The issue began after heavy lobbying efforts by trade groups, when the Committee for the Implementation of Textile Agreements (CITA), chaired by James Leonard, imposed the “safeguard provision” of China’s World Trade Organization ascension agreement on May 13, 2005. This established quotas that allowed import volume to grow only 7.5% over last year’s volume. When these quotas were filled in July and August, the U.S. Department of Customs embargoed imports in these categories. These embargoes are set to expire on December 31, 2005.

In addition to the existing quotas, CITA announced that in September, the domestic textile industry filed petitions asking CITA to reapply quotas on apparel products currently embargoed and to apply new quotas on additional apparel categories that should ship in Spring 2006, including man-made fiber coats, which includes ski jackets and other outerwear, and polyester filament fabric, light weight. CITA has requested public comment on these petitions with a deadline of November 10, 2005.

With the failure of the bilateral talks between the U.S. and China, the likelihood of the embargoes running their course and expiring on December 31 is much greater.  Should no deal be reached before December, vendors will have a difficult time getting China-made merchandise into the country. The biggest concern among the industry is the potential for a quota on man made fiber coats – this includes any Gore-Tex, fleece, nylon, or polyester jacket made in China. With sales of jackets 5-7 times the sales of outerwear pants, this could be a potentially devastating blow to outdoor and snow sports retailers and vendors in the U.S.

“The real problem is that the planning process is already finished. These products are sourced 12-15 months in advanced and most vendors have already placed their orders from the factories in China,” said Frank Hugelmeyer, president of OIA. “Now these companies only have two choices, either switch factories and move to the back of the queue – taking a low priority, or accelerate production and shipping and try to slide in before the quota’s are filled.”

Larger companies are likely to have the resources and/or purchasing power to accelerate production or move to another facility. The companies who will be harmed the most by these quotas are the small to mid-sized vendors along with the retailers that depend on their products. However, if the chain of events following a jackets embargo plays out in a similar manner to the recent embargo on pants, the vertical retailers like GAP and American Eagle will be shipping huge quantities of synthetic jackets into U.S. ports and filling up the quotas almost single-handedly.

Again, the problem is not necessarily the quotas themselves, but rather the timing.
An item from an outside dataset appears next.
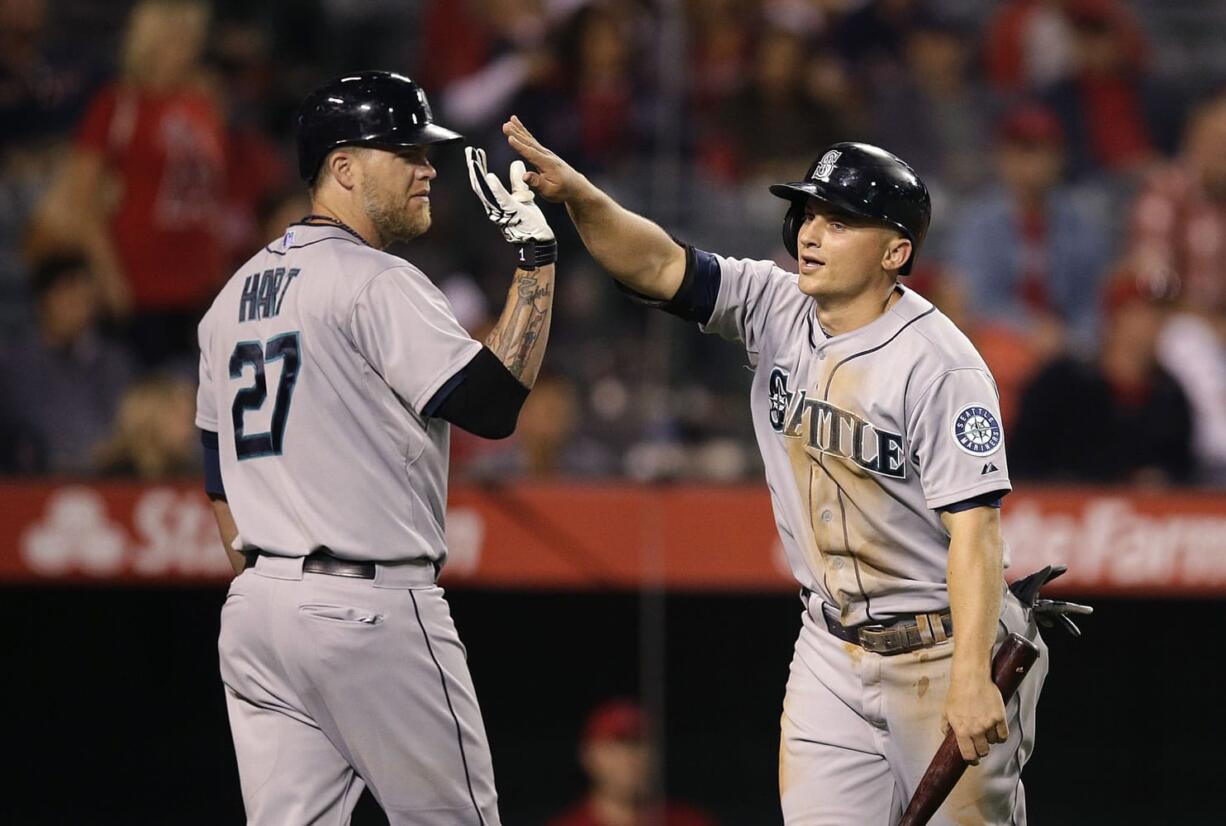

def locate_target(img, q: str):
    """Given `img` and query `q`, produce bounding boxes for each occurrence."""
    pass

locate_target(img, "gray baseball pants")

According to OIA, CITA is placing quotas on apparel that is no longer manufactured in the U.S. and they are looking at restricting spring 2006 apparel when they should be looking at spring 2007 in order to give vendors enough time to react.

“While Outdoor Industry Association is sensitive to the position of the domestic textile industry and agrees the United States must enforce its international trade agreements,” comments Hugelmeyer, “current embargoes are having a detrimental effect on the outdoor industry, particularly in apparel products that have little or no significant domestic manufacturing, and future quotas could devastate the industry.”

OIA has taken several steps to work on this problem, including the formation of a Trade Working Group to respond to existing and proposed applications of quotas on apparel products manufactured in China and the organization has hired a trade-specific lobbyist to address the issue on Capital Hill. Hugelmeyer told BOSS that they are considering a lobbying trip to D.C. sometime before the November deadline for comments, but in the meantime they will be working with their contacts in D.C. to determine the most effective course of action.

SIA continues to lead the snow sports side of the industry with heavy behind-the-scenes work, producing statistical facts for Congress and the Department of Commerce so they have a better understanding of the Snow Sports category. Both OIA and SIA are working on establishing a “carve-out” that exempts specific products from the quotas. Both OIA and SIA have expressed concern over whether or not these actions are designed to create more American jobs. Both organizations seem to think that this has more to do with China re-valuing their currency, creating tougher intellectual property laws, and other global trade issues than with the creation of U.S. manufacturing jobs. The down side is that the government could leave the Outdoor and SnowSports industries behind as collateral damage.